Die ST Familie
Der Name "ST" ist offiziell vom verwendeten Motorola
68000 Prozessor abgeleitet, der 16/32Bit organisiert
ist (=Sixteen/Thirtytwo=ST). Eigentlich sollte Ataris
neuer Rechner TT heißen, abgeleitet von
Thirtytwo/Thirtytwo, dem Namen des Prozessors 32032 von National
Semiconductor. Weil die Lieferbarkeit des 32032 nicht gesichert war,
entschloß man sich auf der Basis des zu Recht populären 68000er
aufzubauen, einem Prozessor, der extern "nur" einen 16 Bit breiten Datenbus
zur Verfügung stellt, intern aber mit 32Bit arbeitet. So wurde der Name
dem neuen Prozessor quasi nachträglich angepaßt - der ST entstand.
Der Name TT verschwindet aber nicht aus dem Bewußtsein der Atari-Techniker
- und schon 1985 wird darüber gemunkelt, daß ein
TT in Planung sei. Das der Name "ST" aus den Initialien
von Sam Tramiel, einem Sohn von Jack Tramiel, abgeleitet worden sei, ist
ein Gerücht.
Ursprünglich war ein 130ST, ein 260ST und ein
520ST geplant.
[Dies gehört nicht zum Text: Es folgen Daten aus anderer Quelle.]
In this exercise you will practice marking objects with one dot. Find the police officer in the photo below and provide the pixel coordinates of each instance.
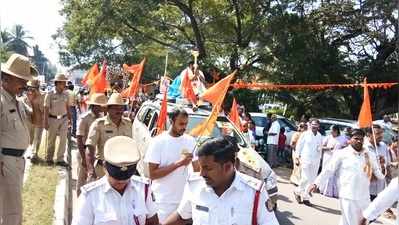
(14, 136)
(37, 120)
(221, 195)
(102, 129)
(96, 108)
(118, 197)
(56, 116)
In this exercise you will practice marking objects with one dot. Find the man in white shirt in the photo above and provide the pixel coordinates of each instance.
(353, 166)
(119, 197)
(383, 201)
(272, 142)
(220, 195)
(168, 156)
(381, 153)
(308, 153)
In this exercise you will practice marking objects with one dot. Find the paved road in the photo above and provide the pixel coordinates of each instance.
(324, 212)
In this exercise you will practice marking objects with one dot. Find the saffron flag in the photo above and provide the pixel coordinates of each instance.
(187, 90)
(133, 89)
(234, 115)
(100, 83)
(365, 117)
(90, 75)
(205, 128)
(163, 114)
(213, 93)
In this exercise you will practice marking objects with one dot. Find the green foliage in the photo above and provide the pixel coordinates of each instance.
(296, 42)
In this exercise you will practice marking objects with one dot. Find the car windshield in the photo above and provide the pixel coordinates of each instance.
(223, 127)
(259, 121)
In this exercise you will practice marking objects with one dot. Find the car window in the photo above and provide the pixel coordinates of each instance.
(223, 127)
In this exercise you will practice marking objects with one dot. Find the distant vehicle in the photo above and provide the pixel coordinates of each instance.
(260, 123)
(251, 163)
(327, 123)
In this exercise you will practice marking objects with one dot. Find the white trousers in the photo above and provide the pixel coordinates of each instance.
(351, 210)
(164, 210)
(308, 176)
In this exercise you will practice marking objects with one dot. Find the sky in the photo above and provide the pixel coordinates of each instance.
(40, 18)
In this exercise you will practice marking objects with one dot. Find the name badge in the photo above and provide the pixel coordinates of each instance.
(202, 208)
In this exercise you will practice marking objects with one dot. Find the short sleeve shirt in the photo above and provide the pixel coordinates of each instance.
(103, 129)
(99, 203)
(234, 206)
(14, 122)
(165, 150)
(57, 103)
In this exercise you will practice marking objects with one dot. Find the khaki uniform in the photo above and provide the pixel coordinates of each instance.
(83, 130)
(100, 131)
(36, 129)
(14, 140)
(58, 123)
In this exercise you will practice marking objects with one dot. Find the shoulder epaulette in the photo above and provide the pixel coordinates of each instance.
(91, 186)
(140, 179)
(251, 181)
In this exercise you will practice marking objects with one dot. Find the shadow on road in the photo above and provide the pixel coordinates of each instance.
(284, 217)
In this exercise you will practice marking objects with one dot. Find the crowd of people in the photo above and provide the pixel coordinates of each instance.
(185, 183)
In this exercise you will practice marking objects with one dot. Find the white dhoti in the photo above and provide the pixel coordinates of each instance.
(351, 210)
(308, 176)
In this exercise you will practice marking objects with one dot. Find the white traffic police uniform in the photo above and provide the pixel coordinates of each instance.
(234, 206)
(384, 201)
(99, 203)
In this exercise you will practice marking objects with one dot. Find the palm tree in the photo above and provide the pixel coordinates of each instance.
(18, 43)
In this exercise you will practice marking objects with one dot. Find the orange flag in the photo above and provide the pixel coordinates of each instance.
(187, 90)
(163, 114)
(234, 115)
(90, 75)
(365, 117)
(133, 89)
(213, 93)
(100, 82)
(205, 128)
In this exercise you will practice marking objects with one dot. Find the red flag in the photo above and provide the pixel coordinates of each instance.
(90, 75)
(100, 82)
(163, 114)
(205, 128)
(234, 115)
(365, 117)
(187, 90)
(133, 89)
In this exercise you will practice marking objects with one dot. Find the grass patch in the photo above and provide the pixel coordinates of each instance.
(39, 192)
(38, 195)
Aufgrund rapide sinkender Speicherpreise
entschließt man sich Mitte 1985, nur den 520ST (mit 512KB) herauszubringen.
Nach einem kurzen Intermezzo des 520ST+, einem auf
1024KByte (=1MByte) aufgerüsteten 520er, kommt recht bald der
1040STFM mit 1MByte RAM auf den Markt.
Alle diese ST-Rechner kommen in einem pultförmigen Gehäuse mit
integrierter Tastatur. Der 520ST bzw. ST+ verfügt noch nicht über
ein eingebautes Netzgerät, sondern muß über das "Brikett"
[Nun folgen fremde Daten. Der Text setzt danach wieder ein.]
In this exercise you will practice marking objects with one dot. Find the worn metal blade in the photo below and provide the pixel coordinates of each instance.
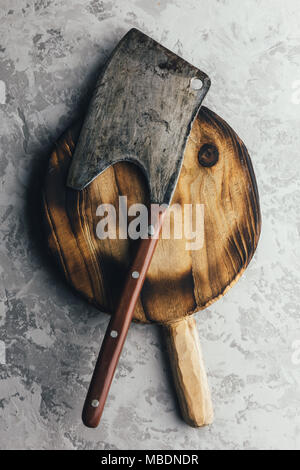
(145, 102)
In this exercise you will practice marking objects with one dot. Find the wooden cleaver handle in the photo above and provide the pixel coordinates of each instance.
(189, 372)
(117, 330)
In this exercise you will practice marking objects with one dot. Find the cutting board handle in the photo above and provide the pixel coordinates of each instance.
(189, 373)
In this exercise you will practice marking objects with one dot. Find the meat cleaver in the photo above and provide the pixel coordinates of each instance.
(142, 111)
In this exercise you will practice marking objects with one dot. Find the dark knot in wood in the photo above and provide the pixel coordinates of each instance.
(208, 155)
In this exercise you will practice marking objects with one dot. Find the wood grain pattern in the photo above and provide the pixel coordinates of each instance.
(189, 371)
(97, 268)
(117, 330)
(179, 282)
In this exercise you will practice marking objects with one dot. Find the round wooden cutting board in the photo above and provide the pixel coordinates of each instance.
(217, 173)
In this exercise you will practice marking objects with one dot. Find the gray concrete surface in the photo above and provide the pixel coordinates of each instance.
(50, 51)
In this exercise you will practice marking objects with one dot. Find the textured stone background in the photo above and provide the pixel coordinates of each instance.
(50, 51)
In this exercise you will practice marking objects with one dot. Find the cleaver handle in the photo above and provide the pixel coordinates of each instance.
(118, 328)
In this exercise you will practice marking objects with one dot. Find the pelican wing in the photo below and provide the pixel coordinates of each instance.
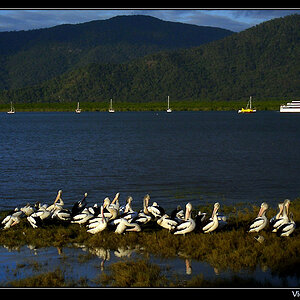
(257, 224)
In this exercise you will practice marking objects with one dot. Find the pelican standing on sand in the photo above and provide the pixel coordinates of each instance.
(213, 223)
(284, 218)
(188, 225)
(287, 228)
(111, 211)
(100, 225)
(261, 221)
(278, 215)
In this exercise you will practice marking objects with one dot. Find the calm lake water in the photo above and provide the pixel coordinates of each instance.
(201, 157)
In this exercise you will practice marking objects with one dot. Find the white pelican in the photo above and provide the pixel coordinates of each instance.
(143, 216)
(125, 226)
(111, 212)
(156, 210)
(27, 209)
(129, 214)
(278, 215)
(168, 223)
(188, 224)
(82, 217)
(58, 198)
(261, 221)
(115, 203)
(39, 217)
(287, 228)
(62, 214)
(177, 214)
(199, 220)
(79, 206)
(12, 218)
(213, 221)
(100, 225)
(284, 218)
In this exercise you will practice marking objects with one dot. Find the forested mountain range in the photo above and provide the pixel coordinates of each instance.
(262, 61)
(33, 56)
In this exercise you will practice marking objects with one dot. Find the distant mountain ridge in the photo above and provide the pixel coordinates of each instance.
(262, 61)
(34, 56)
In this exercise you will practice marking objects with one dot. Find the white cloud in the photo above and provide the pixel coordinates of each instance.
(233, 19)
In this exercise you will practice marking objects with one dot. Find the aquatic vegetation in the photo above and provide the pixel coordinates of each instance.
(231, 248)
(140, 273)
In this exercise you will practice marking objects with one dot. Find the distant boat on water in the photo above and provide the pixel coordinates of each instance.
(248, 109)
(12, 109)
(78, 110)
(110, 107)
(293, 106)
(169, 109)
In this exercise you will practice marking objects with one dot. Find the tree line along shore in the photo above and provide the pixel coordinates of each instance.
(267, 105)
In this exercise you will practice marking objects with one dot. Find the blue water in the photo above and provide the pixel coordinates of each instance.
(201, 157)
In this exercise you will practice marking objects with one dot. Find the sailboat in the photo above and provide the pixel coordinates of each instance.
(110, 107)
(12, 109)
(78, 110)
(169, 109)
(248, 108)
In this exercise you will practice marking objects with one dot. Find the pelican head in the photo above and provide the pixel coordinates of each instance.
(286, 204)
(216, 207)
(106, 202)
(264, 206)
(188, 209)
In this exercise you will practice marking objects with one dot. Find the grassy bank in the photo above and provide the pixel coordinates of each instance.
(231, 248)
(143, 106)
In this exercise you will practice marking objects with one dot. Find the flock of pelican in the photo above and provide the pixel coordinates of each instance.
(123, 218)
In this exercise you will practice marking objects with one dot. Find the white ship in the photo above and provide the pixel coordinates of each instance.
(78, 110)
(169, 109)
(110, 107)
(12, 109)
(293, 106)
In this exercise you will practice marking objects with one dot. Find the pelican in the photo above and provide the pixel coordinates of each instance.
(278, 215)
(115, 203)
(177, 214)
(213, 221)
(261, 221)
(287, 228)
(128, 213)
(166, 222)
(284, 218)
(111, 212)
(100, 225)
(62, 214)
(125, 226)
(27, 209)
(199, 220)
(55, 203)
(156, 210)
(222, 220)
(39, 217)
(188, 224)
(143, 216)
(12, 218)
(82, 217)
(79, 206)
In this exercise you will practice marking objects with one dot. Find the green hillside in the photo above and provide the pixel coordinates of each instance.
(31, 57)
(262, 61)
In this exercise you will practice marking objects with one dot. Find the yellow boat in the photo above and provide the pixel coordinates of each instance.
(248, 108)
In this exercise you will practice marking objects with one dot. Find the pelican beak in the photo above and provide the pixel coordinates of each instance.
(260, 211)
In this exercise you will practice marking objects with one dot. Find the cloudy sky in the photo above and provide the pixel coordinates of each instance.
(232, 19)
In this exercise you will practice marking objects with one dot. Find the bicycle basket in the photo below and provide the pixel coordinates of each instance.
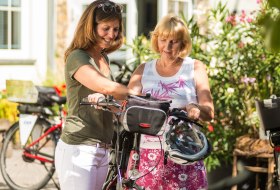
(145, 115)
(269, 113)
(184, 143)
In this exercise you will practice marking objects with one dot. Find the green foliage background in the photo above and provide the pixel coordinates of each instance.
(240, 69)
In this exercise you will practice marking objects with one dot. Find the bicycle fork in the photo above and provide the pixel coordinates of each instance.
(277, 162)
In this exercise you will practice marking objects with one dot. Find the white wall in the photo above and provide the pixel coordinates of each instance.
(34, 46)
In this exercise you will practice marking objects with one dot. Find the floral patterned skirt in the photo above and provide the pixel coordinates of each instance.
(158, 175)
(=ein klobiges Netzteil in Brikettgröße und -Farbe) versorgt werden.
Dieses Brikett ist, wie einiges andere auch, auf den Zeitdruck
zurückzuführen, unter dem Atari zu dieser Zeit gestanden hat. Der
Amiga, Commodores Gegestück, war angekündigt und es war klar, daß
er ganze Reihe Gemeinsamkeiten haben wird (s.
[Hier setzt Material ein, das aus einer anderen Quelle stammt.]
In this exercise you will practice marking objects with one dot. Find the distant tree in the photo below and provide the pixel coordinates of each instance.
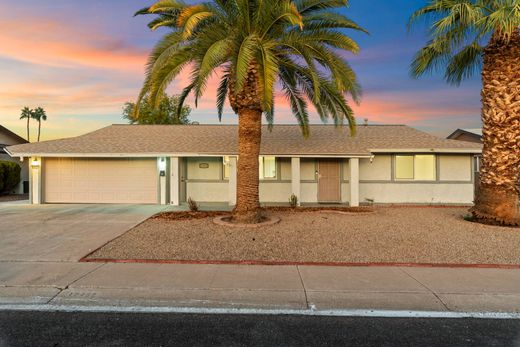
(166, 113)
(26, 114)
(39, 115)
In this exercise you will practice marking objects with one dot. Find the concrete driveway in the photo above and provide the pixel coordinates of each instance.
(63, 232)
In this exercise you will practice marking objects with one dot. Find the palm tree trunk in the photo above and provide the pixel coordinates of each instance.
(247, 104)
(498, 197)
(247, 209)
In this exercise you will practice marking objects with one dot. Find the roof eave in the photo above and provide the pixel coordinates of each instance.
(426, 150)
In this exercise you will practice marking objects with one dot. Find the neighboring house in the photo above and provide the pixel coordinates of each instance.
(159, 164)
(469, 135)
(8, 138)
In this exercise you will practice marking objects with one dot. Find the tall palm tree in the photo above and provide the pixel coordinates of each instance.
(255, 46)
(468, 36)
(39, 115)
(27, 114)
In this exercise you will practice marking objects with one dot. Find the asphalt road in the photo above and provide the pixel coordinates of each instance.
(144, 329)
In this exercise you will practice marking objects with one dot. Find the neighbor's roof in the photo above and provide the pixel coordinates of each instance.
(474, 131)
(325, 140)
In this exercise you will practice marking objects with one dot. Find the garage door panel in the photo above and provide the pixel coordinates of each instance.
(77, 180)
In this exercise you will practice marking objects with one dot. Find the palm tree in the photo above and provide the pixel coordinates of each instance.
(468, 36)
(26, 114)
(39, 114)
(255, 46)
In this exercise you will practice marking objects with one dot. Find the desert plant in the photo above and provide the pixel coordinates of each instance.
(293, 201)
(9, 176)
(26, 113)
(192, 204)
(369, 201)
(254, 46)
(470, 36)
(39, 115)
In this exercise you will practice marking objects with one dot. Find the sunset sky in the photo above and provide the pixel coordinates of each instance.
(81, 60)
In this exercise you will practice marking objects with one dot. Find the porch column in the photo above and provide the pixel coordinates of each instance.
(232, 185)
(35, 186)
(295, 178)
(174, 181)
(354, 181)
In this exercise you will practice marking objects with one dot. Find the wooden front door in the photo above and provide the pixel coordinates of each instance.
(329, 181)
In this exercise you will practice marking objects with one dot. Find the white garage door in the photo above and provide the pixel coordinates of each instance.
(77, 180)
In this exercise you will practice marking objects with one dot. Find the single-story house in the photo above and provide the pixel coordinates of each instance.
(9, 138)
(470, 135)
(167, 164)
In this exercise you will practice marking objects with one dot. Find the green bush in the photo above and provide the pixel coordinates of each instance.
(9, 176)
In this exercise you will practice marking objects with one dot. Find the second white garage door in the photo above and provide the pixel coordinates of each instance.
(78, 180)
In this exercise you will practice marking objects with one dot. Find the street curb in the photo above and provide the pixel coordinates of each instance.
(295, 263)
(245, 311)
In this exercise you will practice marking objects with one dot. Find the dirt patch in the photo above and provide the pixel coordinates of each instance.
(183, 215)
(390, 235)
(14, 197)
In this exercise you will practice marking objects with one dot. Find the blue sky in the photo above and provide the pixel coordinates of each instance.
(82, 60)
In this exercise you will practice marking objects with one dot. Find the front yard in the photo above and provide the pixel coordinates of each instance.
(390, 235)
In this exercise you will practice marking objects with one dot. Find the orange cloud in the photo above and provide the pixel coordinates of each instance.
(55, 43)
a. Die Amiga-Affäre). Bei der Entwicklung der 1040er hat man etwas
mehr Zeit und integriert das Netzteil, wie von Anfang an vorgesehen, ins
Gehäuse.
Das größte Manko dieser ersten ST-Generation im Pultgehäuse
ist wohl die Tastatur. Da sie ins Gehäuse integriert ist, hängt
sie mit all den Kabeln (Netzkabel, Monitorkabel, 2.Floppy, Druckerkabel,
Festplatte usw.) praktisch fest - ist nicht beweglich. Außerdem ist
die Qualität dieser Einbautastatur alles andere als befriedigend: ein
spürbarer Tastendruck fehlt und die Tastenabstände sind so klein,
daß man sich leicht vertippt. Ataris
Versäumnisse werden alsbald von Dritten behoben, aber auch Atari
nimmt sich diesem Problem an.
So wundert es nicht, das Atari alsbald den Mega ST
vorstellt. Wichtigster Unterschied: eine abgesetzte Tastatur von brauchbarer
Qualität. Außerdem gibt's auf Wunsch auch eine
Festplatte im gleichartigen Gehäuse zum
stapeln dazu - wichtig, um auch professionellen Anspüchen genügen
zu können. Festplatten sind noch sehr teuer und (noch) nicht zwingend
erforderlich. So ist die Stapel-Lösung wirklich gut durchdacht und auch
optisch ansprechend gelöst.
Apropos professionelle Ansprüche: der Mega ST kommt auch mit mehr Speicher
daher; mit 1, 2 oder gar 4MByte RAM. Letztere sind vor allem für den
DTP-Bereich (Desktop Publishing) wichtig, auf den
Atari klar abzielt. Auch der im Mega erstmals vorhandene Megabus, ein Steckplatz
insbesondere für Grafikkarten, geht in die selbe Richtung.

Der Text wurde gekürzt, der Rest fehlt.